Fame Academy was a German reality television program and casting show launched on RTL II in 2003 under the same format of the international TV franchise Star Academy in search of a boy band to be launched by the programme from a number of contestants applying. The programme was not successful in comparison to the more successful counterparts like the Spanish Operación Triunfo or the French Star Academy. The reception however was lukewarm in Germany with an average of 900,000 tuning in. The series was discontinued after initial season. Winners went on to form the band Become One.

==Season 1 (2003)==
The German Fame Academy was launched on 7 September 2003 on RTL II, with additional broadcasts on Tele 5 and MTV2. The season extended until 30 November 2003 when winners were announced. Every week, depending on the perceived quality of their performances, contestants would be put into either "safe" or "danger" zones. Anyone in the latter had to undergo a system of voting by the other participants to determine which one would then be forced to leave. The programme adopted its theme, the song made famous by Irene Cara called "Fame" performed by the contestants for a potential spot in the band to be launched.
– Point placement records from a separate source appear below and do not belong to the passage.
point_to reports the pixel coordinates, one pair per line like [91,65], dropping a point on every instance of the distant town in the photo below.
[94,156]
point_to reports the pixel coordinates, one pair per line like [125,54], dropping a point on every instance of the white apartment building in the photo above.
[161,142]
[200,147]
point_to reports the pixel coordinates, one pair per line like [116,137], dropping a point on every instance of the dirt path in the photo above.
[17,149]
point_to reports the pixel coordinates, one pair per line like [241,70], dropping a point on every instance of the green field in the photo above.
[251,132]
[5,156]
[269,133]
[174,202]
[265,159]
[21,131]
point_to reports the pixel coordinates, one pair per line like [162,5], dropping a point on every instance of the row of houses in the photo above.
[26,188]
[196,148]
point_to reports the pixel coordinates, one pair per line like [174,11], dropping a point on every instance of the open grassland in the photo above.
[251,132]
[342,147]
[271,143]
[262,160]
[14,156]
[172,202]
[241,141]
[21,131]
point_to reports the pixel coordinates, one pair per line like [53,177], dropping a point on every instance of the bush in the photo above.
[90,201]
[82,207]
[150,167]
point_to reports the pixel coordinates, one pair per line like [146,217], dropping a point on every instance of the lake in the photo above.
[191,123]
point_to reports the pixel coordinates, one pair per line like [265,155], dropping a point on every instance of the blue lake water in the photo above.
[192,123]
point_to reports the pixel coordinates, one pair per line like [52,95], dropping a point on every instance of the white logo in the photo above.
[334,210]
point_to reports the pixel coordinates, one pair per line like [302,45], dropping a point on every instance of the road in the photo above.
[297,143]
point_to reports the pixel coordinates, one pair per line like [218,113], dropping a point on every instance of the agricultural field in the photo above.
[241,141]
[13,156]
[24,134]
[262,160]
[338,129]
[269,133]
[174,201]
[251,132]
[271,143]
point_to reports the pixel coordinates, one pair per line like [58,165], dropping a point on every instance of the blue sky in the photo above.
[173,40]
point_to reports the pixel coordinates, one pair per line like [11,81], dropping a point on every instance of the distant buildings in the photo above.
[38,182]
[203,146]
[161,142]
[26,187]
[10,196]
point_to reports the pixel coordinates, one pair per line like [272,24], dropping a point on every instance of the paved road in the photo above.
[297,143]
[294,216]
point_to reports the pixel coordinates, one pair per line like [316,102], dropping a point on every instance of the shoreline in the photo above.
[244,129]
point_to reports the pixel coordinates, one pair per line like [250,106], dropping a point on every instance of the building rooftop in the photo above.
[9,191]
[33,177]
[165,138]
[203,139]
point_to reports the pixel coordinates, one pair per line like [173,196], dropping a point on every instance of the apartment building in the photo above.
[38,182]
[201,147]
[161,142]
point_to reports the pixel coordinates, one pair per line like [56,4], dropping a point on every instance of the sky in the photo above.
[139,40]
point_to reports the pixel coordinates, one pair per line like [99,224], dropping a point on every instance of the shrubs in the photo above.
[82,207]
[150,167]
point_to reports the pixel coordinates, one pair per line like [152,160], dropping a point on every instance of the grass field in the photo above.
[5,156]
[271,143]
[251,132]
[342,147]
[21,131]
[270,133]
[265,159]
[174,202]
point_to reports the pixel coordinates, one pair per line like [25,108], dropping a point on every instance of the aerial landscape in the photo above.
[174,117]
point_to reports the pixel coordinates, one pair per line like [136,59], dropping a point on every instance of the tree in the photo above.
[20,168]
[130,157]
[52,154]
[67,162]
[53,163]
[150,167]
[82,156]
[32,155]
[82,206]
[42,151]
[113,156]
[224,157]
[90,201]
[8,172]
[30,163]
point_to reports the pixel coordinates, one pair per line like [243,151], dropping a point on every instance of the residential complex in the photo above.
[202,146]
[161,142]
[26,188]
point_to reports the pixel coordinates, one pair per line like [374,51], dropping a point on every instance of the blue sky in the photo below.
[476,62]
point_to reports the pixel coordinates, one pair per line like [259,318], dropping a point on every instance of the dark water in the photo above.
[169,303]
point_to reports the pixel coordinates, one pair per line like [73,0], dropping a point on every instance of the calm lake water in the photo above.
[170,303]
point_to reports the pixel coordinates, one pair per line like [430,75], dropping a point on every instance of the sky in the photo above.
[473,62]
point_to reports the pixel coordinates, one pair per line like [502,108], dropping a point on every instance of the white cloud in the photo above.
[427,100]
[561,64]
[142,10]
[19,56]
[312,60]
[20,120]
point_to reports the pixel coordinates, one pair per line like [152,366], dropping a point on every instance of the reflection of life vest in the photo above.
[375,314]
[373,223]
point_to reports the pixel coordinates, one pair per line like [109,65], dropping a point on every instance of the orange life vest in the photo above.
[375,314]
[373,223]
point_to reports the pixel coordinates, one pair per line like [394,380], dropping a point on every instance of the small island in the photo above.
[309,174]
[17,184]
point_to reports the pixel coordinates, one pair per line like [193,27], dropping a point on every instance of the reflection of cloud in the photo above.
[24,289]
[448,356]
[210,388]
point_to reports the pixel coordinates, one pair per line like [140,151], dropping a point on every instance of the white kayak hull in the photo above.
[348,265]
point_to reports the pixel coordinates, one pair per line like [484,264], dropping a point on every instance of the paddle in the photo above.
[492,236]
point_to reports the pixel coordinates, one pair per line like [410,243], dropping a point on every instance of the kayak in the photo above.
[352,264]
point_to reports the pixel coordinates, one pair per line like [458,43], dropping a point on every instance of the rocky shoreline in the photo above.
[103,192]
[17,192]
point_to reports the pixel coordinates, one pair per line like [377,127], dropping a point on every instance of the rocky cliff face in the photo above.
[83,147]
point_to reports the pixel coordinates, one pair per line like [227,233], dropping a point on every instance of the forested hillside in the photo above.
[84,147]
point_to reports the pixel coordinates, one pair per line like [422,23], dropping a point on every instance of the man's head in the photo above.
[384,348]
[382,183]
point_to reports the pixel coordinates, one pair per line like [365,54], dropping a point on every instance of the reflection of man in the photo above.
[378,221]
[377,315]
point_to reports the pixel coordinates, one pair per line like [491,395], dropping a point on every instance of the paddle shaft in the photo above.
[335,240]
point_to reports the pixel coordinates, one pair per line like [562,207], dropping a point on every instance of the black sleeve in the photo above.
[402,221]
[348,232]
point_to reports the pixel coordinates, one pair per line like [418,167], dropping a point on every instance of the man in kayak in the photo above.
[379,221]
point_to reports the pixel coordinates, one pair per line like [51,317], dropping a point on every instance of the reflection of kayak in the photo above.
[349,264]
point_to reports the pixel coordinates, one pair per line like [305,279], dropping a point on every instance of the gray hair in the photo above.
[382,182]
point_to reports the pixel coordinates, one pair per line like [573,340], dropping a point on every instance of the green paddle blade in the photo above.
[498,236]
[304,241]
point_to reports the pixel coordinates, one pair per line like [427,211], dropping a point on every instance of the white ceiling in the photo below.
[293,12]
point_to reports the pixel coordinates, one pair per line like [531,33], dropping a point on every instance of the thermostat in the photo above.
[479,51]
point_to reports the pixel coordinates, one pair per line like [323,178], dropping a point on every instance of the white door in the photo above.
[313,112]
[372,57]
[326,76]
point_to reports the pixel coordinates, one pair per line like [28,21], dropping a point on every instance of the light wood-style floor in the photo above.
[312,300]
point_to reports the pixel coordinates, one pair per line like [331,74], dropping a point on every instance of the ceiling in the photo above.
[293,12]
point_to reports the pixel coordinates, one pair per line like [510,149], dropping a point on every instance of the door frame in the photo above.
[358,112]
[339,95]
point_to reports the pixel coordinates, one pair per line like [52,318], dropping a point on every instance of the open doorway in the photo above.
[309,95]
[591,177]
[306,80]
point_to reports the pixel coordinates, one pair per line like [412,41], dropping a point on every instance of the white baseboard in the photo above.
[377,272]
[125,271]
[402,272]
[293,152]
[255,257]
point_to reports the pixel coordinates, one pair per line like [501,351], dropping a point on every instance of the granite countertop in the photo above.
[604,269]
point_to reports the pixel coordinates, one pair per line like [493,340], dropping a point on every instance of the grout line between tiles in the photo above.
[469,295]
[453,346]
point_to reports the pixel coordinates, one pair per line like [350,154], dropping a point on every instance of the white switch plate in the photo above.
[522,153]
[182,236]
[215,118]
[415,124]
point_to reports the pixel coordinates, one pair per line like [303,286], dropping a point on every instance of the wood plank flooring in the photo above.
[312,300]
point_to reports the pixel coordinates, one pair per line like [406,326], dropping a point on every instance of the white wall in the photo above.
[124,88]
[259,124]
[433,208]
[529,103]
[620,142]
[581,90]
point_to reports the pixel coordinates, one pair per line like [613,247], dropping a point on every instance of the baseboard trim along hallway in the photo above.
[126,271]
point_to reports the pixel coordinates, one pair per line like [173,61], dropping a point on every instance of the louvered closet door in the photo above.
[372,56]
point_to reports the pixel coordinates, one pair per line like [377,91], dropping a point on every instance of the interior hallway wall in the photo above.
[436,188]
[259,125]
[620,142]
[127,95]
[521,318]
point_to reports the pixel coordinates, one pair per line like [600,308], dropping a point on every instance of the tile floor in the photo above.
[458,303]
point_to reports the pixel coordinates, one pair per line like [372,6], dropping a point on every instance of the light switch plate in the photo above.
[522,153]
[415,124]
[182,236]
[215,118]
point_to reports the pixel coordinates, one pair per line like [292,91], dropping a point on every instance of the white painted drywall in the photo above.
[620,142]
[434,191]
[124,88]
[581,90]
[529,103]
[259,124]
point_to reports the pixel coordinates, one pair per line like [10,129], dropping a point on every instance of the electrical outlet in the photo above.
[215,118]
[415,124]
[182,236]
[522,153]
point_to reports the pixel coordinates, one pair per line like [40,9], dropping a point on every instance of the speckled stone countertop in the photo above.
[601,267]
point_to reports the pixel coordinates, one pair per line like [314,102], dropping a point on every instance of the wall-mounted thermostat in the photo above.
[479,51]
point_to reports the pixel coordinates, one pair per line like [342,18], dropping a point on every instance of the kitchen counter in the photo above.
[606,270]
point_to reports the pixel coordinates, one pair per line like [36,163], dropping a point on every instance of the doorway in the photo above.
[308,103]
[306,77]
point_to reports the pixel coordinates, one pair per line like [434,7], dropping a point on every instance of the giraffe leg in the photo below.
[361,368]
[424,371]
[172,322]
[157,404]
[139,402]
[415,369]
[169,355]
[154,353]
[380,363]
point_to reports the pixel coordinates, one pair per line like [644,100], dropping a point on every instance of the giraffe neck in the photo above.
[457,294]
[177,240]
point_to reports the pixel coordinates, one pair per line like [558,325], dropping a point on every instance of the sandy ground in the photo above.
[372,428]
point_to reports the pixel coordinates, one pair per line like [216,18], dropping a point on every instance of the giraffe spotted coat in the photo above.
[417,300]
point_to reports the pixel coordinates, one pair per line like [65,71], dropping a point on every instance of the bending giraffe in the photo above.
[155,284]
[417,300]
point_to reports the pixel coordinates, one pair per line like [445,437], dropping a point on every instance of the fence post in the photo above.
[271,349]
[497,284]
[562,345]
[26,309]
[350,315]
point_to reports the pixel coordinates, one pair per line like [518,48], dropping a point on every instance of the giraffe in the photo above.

The band that emerged from the talent show was to be named Become One with six male and female members. It was hosted by Nova Meierhenrich and produced by Endemol. The main broadcasts each lasted from 1 to 2 hours, with supporting behind-the-scenes broadcast on a daily basis. The six finalists that made to the final to form the winning band Become One were Ji-In Cho (later part of Krypteria, followed by And Then She Came), Carolin Arnold, Sedat Türüc (later part of Meant 2 Be), Thomas Bopp, David Hernandez (earlier a dancer with No Angels) and Christopher Komm. Charting hits by the band included "I Don't Need Your Alibis" (their debut single release), and follow-up "Come Clean" before disbanding in July 2004.

RTL II did not renew the broadcast due to is relative failure as compared with its British, Spanish and French counterparts.